Pikantne szczegóły z bujnego życia erotycznego Davida Lettermana zszokowały Amerykanów. Gwiazdor telewizji CBS przyznał się do współżycia z pracownicami stacji po tym, jak zaszantażował go dobrze poinformowany współpracownik. Afera skończy się w sądzie, tymczasem „Show” Lettermena bije rekordy popularności.
– Dziś rano zrobiłem coś, czego nie zrobiłem nigdy w życiu – powiedział 62-letni Letterman swojej publiczności. – Musiałem jechać do centrum, by złożyć zeznania i powiedzieć im wszystkim o tych odrażających rzeczach, które zrobiłem – przyznał. A co takiego zrobił?

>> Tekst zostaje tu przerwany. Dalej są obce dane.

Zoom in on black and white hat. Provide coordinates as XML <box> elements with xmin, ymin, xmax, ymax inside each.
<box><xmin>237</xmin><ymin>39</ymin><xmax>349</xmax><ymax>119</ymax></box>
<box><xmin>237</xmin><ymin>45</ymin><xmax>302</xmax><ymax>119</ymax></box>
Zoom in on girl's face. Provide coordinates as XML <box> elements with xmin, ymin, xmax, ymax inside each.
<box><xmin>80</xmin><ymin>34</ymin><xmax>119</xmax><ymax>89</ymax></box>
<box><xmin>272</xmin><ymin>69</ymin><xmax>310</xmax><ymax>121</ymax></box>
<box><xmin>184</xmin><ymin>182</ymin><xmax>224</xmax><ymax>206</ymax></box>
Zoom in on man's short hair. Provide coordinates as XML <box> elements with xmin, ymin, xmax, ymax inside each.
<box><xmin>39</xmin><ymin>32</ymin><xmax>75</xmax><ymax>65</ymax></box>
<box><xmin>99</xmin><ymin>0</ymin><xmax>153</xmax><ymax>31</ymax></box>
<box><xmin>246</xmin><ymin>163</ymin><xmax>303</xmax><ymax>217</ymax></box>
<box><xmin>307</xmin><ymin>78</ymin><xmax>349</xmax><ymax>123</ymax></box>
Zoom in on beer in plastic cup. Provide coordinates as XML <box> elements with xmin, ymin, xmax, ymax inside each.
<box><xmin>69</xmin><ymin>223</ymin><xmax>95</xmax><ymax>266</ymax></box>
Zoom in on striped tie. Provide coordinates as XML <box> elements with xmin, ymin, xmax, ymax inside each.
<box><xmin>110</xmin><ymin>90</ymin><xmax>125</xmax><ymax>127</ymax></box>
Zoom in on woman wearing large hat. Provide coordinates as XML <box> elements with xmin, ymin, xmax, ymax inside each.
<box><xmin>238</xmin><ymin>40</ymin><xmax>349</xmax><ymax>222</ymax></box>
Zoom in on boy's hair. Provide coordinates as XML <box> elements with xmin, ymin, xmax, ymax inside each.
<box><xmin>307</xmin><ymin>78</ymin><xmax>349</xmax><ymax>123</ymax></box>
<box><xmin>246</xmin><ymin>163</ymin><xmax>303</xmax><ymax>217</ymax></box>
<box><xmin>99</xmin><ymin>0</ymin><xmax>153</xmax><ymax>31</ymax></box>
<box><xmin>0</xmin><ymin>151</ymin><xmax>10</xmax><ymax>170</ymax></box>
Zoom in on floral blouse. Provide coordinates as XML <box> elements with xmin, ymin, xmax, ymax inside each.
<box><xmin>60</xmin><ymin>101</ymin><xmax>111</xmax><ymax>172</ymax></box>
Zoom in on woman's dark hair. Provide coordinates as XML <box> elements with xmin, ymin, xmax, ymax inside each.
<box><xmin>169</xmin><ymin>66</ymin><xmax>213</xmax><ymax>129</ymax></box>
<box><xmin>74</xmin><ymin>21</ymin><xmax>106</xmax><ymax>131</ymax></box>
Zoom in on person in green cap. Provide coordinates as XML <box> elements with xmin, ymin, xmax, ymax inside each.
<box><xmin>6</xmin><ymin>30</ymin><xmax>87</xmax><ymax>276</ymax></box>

– Uprawiałem seks z kobietami, które pracowały dla mnie podczas przygotowania „Show” – ujawnił legendarny gwiazdor. Prezenter wyznał swoje grzechy publicznie nie dlatego, że dręczyło go sumienie. Okazało się, że był szantażowany.
Jeden z pracowników stacji Joe Halderman, który posiadał wiedzę na temat bujnego życia erotycznego gwiazdora, zażądał za milczenie dwóch milionów dolarów.
Halderman nie przyznaje się do winy i odrzuca oskarżenia. Sprawa skończy się w sądzie. Haldermanowi grozi od 5 do 15 lat więzienia.
To jednak nie wszystko, bo okazuje się, że ta historia jest dużo bardziej skomplikowana. Wyszło na jaw, że Halderman ma olbrzymie długi i znajduje się w dramatycznej sytuacji finansowej.
Letterman nie narzeka teraz na brak zainteresowania. Na sprawie nie ucierpiał także jego program – w związku ze skandalem popularność „Show” wzrosła o blisko 40 procent.